Aims: The incidence of retinal, renal and cardiovascular complications and their relation to baseline risk factors was documented in this follow-up study of 10 of the 14 original centres of the WHO Multinational Study of Vascular Disease in Diabetes (WHO MSVDD).
Methods: The incidence of specified items of vascular disease and some associated risk factors was ascertained after 7 to 9 years (11-12 years in Oklahoma, USA) follow-up, re-using baseline examination methodology in 3165 patients (66.9 %) and, through secondary information in 717 (15.2%) of the 4729 original patients, of whom 540 (11.4%) had died and 307 (6.5 %) were untraceable.
Results: During follow-up, approximately one third of the patients developed hypertension and one third started insulin. Coronary heart disease incidence varied 10 to 20-fold among centres as did limb amputation rates. Inter-centre differences in incident retinopathy and severe visual impairment were smaller but incident clinical proteinuria and renal failure varied markedly. Vascular disease incidence of all categories was high in Native Americans though coronary heart disease incidence was relatively low in Pima Indians and absolutely low in Hong Kong and Tokyo patients. Specific vascular events and their relation with baseline risk factors are analysed in accompanying papers, summarised in the Epilogue.
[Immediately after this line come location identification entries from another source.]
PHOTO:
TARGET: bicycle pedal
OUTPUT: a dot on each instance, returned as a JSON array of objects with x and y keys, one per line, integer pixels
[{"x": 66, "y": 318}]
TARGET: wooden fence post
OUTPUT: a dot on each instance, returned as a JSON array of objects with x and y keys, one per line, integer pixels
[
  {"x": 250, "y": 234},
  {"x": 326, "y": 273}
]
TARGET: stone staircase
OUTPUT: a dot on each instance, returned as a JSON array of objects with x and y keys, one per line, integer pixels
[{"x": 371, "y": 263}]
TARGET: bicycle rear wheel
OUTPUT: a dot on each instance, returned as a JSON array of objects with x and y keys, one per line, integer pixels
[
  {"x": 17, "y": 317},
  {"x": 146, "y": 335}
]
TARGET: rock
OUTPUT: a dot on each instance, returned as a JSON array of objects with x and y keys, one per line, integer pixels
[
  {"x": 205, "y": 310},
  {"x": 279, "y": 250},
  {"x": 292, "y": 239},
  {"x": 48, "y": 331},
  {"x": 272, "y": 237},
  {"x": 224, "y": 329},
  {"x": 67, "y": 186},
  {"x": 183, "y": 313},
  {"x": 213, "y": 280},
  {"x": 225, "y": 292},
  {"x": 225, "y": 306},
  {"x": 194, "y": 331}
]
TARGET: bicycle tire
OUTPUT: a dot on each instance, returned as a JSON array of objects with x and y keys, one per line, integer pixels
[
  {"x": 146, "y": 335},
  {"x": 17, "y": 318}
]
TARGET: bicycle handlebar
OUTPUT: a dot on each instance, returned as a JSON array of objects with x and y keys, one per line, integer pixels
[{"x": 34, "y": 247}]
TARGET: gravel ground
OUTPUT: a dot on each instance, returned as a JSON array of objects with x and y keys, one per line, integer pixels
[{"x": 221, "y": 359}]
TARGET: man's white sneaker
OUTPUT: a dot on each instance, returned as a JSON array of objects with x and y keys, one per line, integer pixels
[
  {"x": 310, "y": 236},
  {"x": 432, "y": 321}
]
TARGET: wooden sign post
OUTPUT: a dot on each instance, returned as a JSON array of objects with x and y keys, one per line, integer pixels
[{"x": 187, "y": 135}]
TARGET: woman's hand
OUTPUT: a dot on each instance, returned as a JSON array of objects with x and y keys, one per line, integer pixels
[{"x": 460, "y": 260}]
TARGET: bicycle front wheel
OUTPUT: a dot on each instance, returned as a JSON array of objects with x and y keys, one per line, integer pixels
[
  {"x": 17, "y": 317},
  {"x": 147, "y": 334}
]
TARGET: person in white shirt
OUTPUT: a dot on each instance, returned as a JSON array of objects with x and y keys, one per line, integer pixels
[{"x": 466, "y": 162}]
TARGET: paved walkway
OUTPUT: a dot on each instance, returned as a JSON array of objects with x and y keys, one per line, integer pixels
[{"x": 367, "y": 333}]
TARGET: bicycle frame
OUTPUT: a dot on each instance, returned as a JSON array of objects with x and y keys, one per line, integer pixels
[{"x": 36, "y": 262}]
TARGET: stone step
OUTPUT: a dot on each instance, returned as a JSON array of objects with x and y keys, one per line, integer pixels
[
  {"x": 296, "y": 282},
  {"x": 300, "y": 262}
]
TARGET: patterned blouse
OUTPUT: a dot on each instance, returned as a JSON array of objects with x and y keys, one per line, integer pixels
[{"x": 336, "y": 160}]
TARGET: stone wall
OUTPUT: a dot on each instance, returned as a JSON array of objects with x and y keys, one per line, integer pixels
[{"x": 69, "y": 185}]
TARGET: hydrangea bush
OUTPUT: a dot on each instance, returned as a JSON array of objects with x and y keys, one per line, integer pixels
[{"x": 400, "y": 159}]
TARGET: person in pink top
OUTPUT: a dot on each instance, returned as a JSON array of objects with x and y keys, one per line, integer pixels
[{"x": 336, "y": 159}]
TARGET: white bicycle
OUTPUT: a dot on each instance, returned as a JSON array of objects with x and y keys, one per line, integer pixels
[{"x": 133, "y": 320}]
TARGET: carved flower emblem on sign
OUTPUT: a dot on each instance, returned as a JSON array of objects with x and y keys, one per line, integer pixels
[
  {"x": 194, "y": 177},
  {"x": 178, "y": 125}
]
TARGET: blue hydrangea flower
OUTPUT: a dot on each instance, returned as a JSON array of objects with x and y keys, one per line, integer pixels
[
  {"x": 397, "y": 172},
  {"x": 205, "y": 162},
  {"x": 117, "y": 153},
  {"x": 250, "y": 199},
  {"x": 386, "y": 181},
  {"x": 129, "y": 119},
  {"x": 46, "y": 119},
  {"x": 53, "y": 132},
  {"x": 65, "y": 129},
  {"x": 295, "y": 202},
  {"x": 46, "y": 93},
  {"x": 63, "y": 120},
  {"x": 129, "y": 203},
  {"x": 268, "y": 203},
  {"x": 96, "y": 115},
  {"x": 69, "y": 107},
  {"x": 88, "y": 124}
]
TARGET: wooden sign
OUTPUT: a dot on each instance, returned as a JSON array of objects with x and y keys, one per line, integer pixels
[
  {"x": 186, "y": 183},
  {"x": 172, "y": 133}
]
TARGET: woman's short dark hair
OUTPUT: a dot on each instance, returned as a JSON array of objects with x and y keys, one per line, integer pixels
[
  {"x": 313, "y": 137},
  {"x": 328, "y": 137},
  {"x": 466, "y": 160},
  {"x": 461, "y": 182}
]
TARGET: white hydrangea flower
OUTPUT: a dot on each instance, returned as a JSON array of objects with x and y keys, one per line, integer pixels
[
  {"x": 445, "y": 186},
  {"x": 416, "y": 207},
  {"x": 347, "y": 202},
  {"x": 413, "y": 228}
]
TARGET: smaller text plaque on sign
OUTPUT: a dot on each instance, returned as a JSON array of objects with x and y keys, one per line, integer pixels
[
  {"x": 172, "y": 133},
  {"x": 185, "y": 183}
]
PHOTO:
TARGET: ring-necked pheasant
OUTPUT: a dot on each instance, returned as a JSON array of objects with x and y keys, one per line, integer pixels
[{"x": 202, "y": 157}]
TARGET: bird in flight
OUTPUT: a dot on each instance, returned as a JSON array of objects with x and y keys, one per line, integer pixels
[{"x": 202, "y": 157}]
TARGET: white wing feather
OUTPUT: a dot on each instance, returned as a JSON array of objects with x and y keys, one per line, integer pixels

Conclusion/interpretation: These 10 centres reported very different incidence rates of vascular complications. Observer variation, selection biases and competing causes of mortality contributed to these differences but their validity is supported by the more objective outcome indicators. The following papers also suggest that baseline factors such as raised arterial pressure, cholesterol and fasting glucose (in the centres where it was measured) were important and potentially reversible predictors of risk.